Sua ideia de expandir institucionalmente os estudos realizados no Hospital de Manguinhos já o havia levado a negociar com o governador do estado do Pará a criar no ano anterior o Instituto de Patologia Experimental do Norte (IPEN). O governador criou o instituto com a condição de ele se dedicar não somente ao calazar, mas também a outras doenças tropicais importantes daquela região, como a malária, a leishmaniose tegumentar, a amebíase, as parasitoses intestinais etc. Mas era natural que o calazar tivesse sido a primeira doença estudada pelo instituto. E foi com o calazar que o Evandro Chagas começou a trabalhar com a sua equipe, da qual faziam parte os irmãos Deane. A primeira viagem foi feita em dezembro de 1936. Leônidas Deane relata, em entrevista concedida à revista História, Ciência e Saúde – Manguinhos:

 “foi nosso primeiro contato com a selva (…), nós que nunca tínhamos saído de Belém, sempre citadinos. E tivemos uma experiência bem especial, porque todos os ruídos — ruídos dos sapos, dos grilos etc. — para nós eram como se fossem feras (…).”
“[Evandro] era um sujeito muito corajoso. Realmente ele dava o exemplo para tudo, porque era um homem muito arrojado, audacioso, inclusive. Fazia questão de mostrar que não tinha medo de coisa nenhuma. Como eu disse, ele ia para essas viagens de bermudas, botas e o chapéu colonial.
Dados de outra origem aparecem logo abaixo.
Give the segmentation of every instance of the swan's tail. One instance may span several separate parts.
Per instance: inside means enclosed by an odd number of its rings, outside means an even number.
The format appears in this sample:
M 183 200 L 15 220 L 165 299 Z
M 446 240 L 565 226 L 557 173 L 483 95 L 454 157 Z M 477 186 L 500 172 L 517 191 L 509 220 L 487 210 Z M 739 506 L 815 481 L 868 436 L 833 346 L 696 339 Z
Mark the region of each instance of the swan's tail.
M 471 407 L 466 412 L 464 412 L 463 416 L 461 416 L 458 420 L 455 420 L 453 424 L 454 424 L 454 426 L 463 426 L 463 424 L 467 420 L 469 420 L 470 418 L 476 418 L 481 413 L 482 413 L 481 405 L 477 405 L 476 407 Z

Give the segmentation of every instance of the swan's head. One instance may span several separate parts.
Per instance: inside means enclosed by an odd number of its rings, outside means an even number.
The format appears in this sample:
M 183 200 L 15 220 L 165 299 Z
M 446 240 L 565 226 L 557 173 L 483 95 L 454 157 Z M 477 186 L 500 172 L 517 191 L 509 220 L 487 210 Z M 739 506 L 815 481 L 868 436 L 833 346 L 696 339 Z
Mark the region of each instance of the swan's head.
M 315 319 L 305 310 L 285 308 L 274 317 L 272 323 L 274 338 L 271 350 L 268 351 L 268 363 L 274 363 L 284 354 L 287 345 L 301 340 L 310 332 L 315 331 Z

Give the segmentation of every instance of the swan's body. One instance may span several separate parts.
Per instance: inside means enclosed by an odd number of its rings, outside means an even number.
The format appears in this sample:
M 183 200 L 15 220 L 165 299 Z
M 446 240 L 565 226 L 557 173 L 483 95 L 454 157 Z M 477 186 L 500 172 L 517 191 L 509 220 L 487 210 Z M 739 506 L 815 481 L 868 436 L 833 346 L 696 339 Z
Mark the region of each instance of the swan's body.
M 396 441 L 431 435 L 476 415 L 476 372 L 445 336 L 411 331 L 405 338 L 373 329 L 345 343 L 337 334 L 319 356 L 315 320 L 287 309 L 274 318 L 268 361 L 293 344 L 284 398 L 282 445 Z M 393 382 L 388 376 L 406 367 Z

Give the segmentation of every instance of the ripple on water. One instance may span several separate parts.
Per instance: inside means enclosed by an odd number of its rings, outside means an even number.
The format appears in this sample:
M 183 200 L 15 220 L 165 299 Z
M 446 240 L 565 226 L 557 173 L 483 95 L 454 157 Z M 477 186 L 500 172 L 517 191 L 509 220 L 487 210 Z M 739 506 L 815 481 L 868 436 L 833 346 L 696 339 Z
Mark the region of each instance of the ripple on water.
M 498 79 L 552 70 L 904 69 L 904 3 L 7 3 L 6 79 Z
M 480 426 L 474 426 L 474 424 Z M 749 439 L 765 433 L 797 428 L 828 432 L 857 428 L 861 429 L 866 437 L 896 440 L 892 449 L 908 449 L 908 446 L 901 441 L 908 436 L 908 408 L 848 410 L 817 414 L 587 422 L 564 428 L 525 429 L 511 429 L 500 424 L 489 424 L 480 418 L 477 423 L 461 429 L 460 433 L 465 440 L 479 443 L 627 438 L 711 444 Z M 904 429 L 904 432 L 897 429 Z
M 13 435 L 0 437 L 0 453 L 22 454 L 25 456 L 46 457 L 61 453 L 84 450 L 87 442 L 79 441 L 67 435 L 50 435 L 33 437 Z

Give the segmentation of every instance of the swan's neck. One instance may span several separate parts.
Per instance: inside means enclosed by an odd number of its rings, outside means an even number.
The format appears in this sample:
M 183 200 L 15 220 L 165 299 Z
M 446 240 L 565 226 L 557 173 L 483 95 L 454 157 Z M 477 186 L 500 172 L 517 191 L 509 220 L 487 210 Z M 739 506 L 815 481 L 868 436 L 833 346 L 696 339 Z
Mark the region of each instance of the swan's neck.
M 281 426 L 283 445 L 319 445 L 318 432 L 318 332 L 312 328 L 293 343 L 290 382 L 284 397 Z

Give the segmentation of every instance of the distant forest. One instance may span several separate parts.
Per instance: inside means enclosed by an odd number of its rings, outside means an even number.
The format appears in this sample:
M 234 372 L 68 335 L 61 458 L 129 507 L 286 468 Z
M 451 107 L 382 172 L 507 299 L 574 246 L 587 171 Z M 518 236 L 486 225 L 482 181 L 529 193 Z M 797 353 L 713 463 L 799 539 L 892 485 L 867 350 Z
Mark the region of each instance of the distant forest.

E naturalmente os outros apetrechos, como a máquina fotográfica e o microscópio de campo, que ele usava a tiracolo também”(2).

Foi em Piratuba que encontraram os primeiros casos de calazar, vivos, da região amazônica. Examinavam as pessoas, pesquisando baço grande; se encontrasse faziam punção para procurar leishmânia. Evandro Chagas voltou a essa cidade várias vezes para dar continuidade à sua pesquisa de leishmânia e discutir e orientar a sua equipe do Pará.

 

 

A morte precoce e repentina de Evandro Chagas, em um acidente aéreo na Baía de Guanabara, aos trinta e cinco anos de idade, em 08 de novembro de 1940, interrompeu suas pesquisas em andamento e deixou sua equipe impactada. Para interromper um clima de instabilidade que se estabeleceu após a morte de Evandro Chagas, o então ministro da Educação e Saúde, Gustavo Capanema, nomeou Carlos Chagas Filho diretor do hospital e chefe do Serviço de Estudos de Grandes Endemias, que aí permaneceu por três anos. Apesar das dificuldades decorrentes da morte repentina de Evandro Chagas, o hospital permaneceu pelas mãos e esforços de seus pesquisadores, médicos e funcionários empenhados em realizar pesquisas clínicas a respeito de doenças infecciosas e parasitárias, em que se destacam a doença de Chagas, a leishmaniose, a malária, a toxoplasmose e a esquistossomose. Em 1942, em homenagem póstuma, o hospital foi nomeado Evandro Chagas, nome que carrega até hoje.

 

 

Ao longo de sua história, o Hospital de Manguinhos foi denominado Hospital de Doenças Tropicais, Hospital Oswaldo Cruz, Hospital Evandro Chagas, Centro de Pesquisa Clínica Hospital Evandro Chagas, Instituto de Pesquisa Clínica Evandro Chagas (IPEC) e, desde 2010, Instituto Nacional de Infectologia Evandro Chagas.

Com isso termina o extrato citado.